The three camera and laugh track are usually indicators that the show probably
isn't "smart funny", but it's not always true. I can watch Seinfeld reruns and
pick out the camera cuts, laugh tracks and joke timings, but the show is still
pretty clever.

But most people capable of making shows of Seinfeld-quality aren't going to go
do a CBS sitcom. Seinfeld's set up was mostly a relic of its era. Today, you
can get a single-camera comedy greenlit thanks to the cable channels. Even
networks took some chances. I don't watch too many network shows anymore, but
I know Scrubs and Arrested Development were single camera shows without laugh
tracks and they were on NBC/ABC and Fox, respectively.

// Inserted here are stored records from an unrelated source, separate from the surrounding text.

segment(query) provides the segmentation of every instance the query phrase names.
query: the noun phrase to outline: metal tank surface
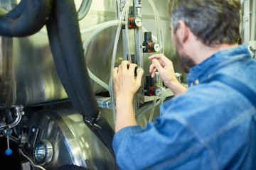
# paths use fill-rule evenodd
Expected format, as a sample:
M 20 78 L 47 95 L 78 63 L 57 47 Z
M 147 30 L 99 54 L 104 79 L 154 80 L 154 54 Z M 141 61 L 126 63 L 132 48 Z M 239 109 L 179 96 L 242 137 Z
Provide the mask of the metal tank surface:
M 29 1 L 0 0 L 0 20 L 2 11 L 6 13 L 21 2 Z M 57 1 L 60 0 L 53 1 Z M 85 42 L 90 38 L 92 30 L 103 27 L 103 25 L 97 27 L 99 24 L 119 20 L 122 15 L 121 8 L 125 8 L 124 4 L 127 1 L 132 2 L 130 11 L 136 11 L 134 6 L 139 6 L 137 10 L 141 15 L 138 16 L 142 20 L 142 27 L 127 31 L 130 55 L 136 56 L 133 60 L 142 65 L 144 70 L 142 81 L 145 81 L 146 76 L 149 74 L 151 61 L 148 57 L 159 52 L 142 52 L 142 49 L 146 48 L 142 45 L 144 32 L 151 32 L 154 42 L 160 41 L 156 29 L 159 28 L 159 23 L 156 20 L 150 1 L 155 2 L 163 28 L 163 43 L 158 47 L 164 48 L 162 45 L 164 43 L 164 51 L 161 52 L 173 60 L 176 71 L 181 72 L 169 30 L 170 18 L 167 14 L 168 0 L 74 0 L 77 10 L 84 2 L 87 2 L 90 6 L 87 15 L 78 22 L 82 42 Z M 105 123 L 100 124 L 100 120 L 106 119 L 110 131 L 113 130 L 114 125 L 115 111 L 110 96 L 113 49 L 117 47 L 114 66 L 118 66 L 128 56 L 125 53 L 127 52 L 125 52 L 127 50 L 125 26 L 123 24 L 118 44 L 115 46 L 118 26 L 117 24 L 102 29 L 95 35 L 85 52 L 85 68 L 87 67 L 108 86 L 104 88 L 92 79 L 90 79 L 92 90 L 88 89 L 88 92 L 93 91 L 97 97 L 102 98 L 98 102 L 100 113 L 96 113 L 97 116 L 91 119 L 87 119 L 87 115 L 85 113 L 87 113 L 87 110 L 84 110 L 85 113 L 78 110 L 70 96 L 68 96 L 68 92 L 63 84 L 63 75 L 58 72 L 60 68 L 58 68 L 56 61 L 53 60 L 55 58 L 47 32 L 48 28 L 43 26 L 38 32 L 31 35 L 0 36 L 0 138 L 7 140 L 8 144 L 5 144 L 4 146 L 8 145 L 8 151 L 11 149 L 9 148 L 9 140 L 14 141 L 17 147 L 18 146 L 18 149 L 15 149 L 16 150 L 14 149 L 13 156 L 5 156 L 4 159 L 1 159 L 3 162 L 1 162 L 1 164 L 9 162 L 15 163 L 23 170 L 57 169 L 63 165 L 72 164 L 86 169 L 118 169 L 112 150 L 107 146 L 107 142 L 104 140 L 105 137 L 99 137 L 104 134 L 104 128 L 107 127 Z M 91 28 L 94 28 L 88 31 Z M 69 33 L 72 35 L 73 33 L 70 31 Z M 142 43 L 137 45 L 138 42 Z M 69 67 L 68 65 L 67 67 Z M 159 108 L 156 106 L 159 105 L 161 100 L 156 103 L 156 98 L 165 99 L 166 94 L 164 97 L 158 98 L 144 96 L 143 84 L 146 83 L 142 82 L 142 94 L 138 96 L 143 100 L 135 100 L 137 103 L 134 106 L 137 107 L 135 113 L 137 121 L 142 127 L 144 127 L 149 119 L 152 120 L 151 117 L 159 114 Z M 165 91 L 164 87 L 161 88 L 164 88 L 161 89 Z M 167 96 L 171 96 L 171 94 L 167 94 Z M 82 102 L 90 103 L 89 99 L 82 101 L 81 105 Z M 154 112 L 155 106 L 156 110 Z M 152 108 L 154 109 L 151 110 Z M 150 113 L 150 110 L 153 112 Z M 149 116 L 148 113 L 151 114 Z M 95 130 L 97 128 L 98 131 Z M 14 148 L 12 144 L 11 147 Z
M 81 1 L 75 0 L 77 8 Z M 157 1 L 156 6 L 159 12 L 164 28 L 165 54 L 174 57 L 174 47 L 171 47 L 170 23 L 166 12 L 167 0 Z M 14 6 L 14 4 L 13 4 Z M 147 1 L 142 5 L 143 26 L 156 35 L 156 26 L 151 7 Z M 87 15 L 79 21 L 81 32 L 101 23 L 118 18 L 117 1 L 92 1 Z M 111 60 L 117 26 L 110 27 L 92 40 L 87 55 L 86 62 L 91 72 L 109 84 Z M 90 33 L 82 34 L 84 42 Z M 119 41 L 116 57 L 117 65 L 123 60 L 122 40 Z M 132 41 L 132 40 L 131 40 Z M 33 105 L 65 99 L 68 96 L 63 88 L 53 62 L 46 28 L 24 38 L 1 38 L 0 101 L 2 106 Z M 146 56 L 145 56 L 146 55 Z M 149 56 L 144 55 L 144 58 Z M 144 60 L 146 65 L 148 60 Z M 176 63 L 174 61 L 174 66 Z M 145 71 L 148 71 L 145 69 Z M 95 94 L 106 92 L 100 85 L 92 80 Z
M 40 110 L 28 118 L 28 137 L 23 150 L 33 155 L 37 164 L 45 165 L 46 169 L 55 169 L 63 164 L 87 169 L 114 169 L 114 160 L 108 149 L 71 106 Z M 43 146 L 47 142 L 48 146 Z M 49 147 L 51 154 L 46 155 L 44 147 Z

As for Silicon Valley, I was expecting more from it. It's a Mike Judge show
and the reviews were very positive. I've only seen the first two episodes, but
they were at least good enough to make me want to watch more. It sometimes
takes these shows a while to build the characters and build enough background
for more jokes to connect, but at this point, I'm more worried about the story
lines being thin than the comedy. That's what ultimately lost my interest in
Entourage. That show started out as being a fun 30 minutes, but it was very
superficial and once you realized that the plots were ridiculous and the
characters didn't make that much sense, it became tedious to watch. Since both
Entourage and Silicon Valley are both based on specific, unique cultures, I
think they're fairly comparable.

------
elwell
How can I watch _Silicon Valley_ on the internet (legally)?

I already checked
[http://www.canistream.it/search/tv/silicon%20valley](http://www.canistream.it/search/tv/silicon%20valley)
but I don't have access HBO GO.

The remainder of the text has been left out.